States with Strong Standards Continue Their Efforts
Many states have continued their parity enforcement efforts since the federal announcement, drawing on a range of oversight tools that include using outcome data to assess compliance. One strong indicator of unequal access to services is a difference in outcome data between behavioral health and other care. This could include, for instance, data that show a higher number of denied claims and greater use of out-of-network providers for behavioral health services than for other medical care. The 2024 rule gives significant weight to outcome data, but some states already had similar requirements to guide oversight and enforcement. Those efforts continue, despite the federal pause. West Virginia issued a request for insurers to report data such as number of denied claims and the outcome of prior authorization requests. Oregon issued its fourth annual parity report, noting disparities in claims denials, provider reimbursement, and documentation required for prior authorization and utilization review of behavioral health services. Georgia took enforcement action against insurers based on outcome data regularly collected under state law.
Some States Have Incorporated the Contested Federal Rule in State Law or Have Established Stricter Standards
A few states have adopted the 2024 federal rule into state law. For example, Washington enacted legislation that requires insurers to comply with the federal rule as published in 2024. This approach anchors state law to a strong set of parity protections (the 2024 version of the federal rule) that will remain in place even if the federal rule itself is subsequently weakened or rescinded. Colorado similarly leveraged the 2024 federal rule to add state protections through legislation.
Other states are developing their own parity requirements independent of the 2024 federal rule. Maryland, for example, has adopted stricter standards regarding insurers’ analyses of their behavioral health coverage limits. Under the Maryland rule, an insurer’s failure to submit a complete analysis constitutes a parity violation, authorizing the Commissioner to take enforcement action against the insurer. This is a stronger response than would be required under the federal rule.

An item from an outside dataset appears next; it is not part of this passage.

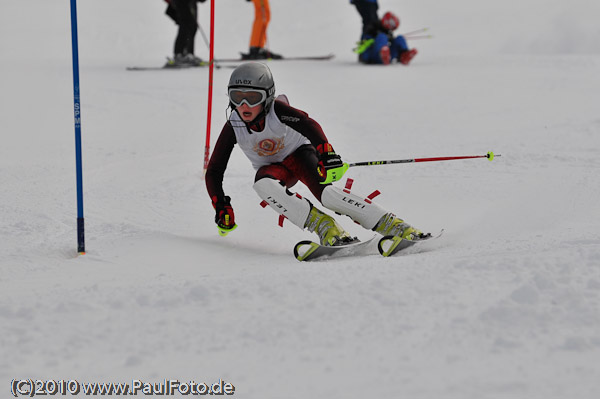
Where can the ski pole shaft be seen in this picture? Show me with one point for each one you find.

Federal Retreat on Parity Puts Some States in Limbo
In response to the administration’s decision to stop enforcing the 2024 rule, some states are stopping work on strengthening their own parity standards. For example, Arizona had begun updating its parity standards to reflect the 2024 federal rule, but policymakers there decided to put those efforts on hold until the legal challenge is resolved or the rule is rewritten. This hesitancy reflects a trend among states that are wary of moving forward without federal support.
Indeed, federal pullback appears to have emboldened opponents of stricter coverage standards. In November 2025, an insurer trade association sued California, seeking to invalidate state regulations that incorporate the 2024 rule. The industry group’s legal complaint makes much of the federal nonenforcement announcement and takes California to task for declining to follow the administration’s lead.
Looking Forward
Access to behavioral health services is a persistent problem. People are far more likely to use out-of-network behavioral health care than they use other out-of-network care. Federal regulators have reported some improvement in health plans’ compliance efforts, but noncompliance remains widespread. The Trump administration’s failure to defend or enforce the 2024 rule undermines the progress made in federal enforcement efforts and has thwarted some states’ plans to move forward.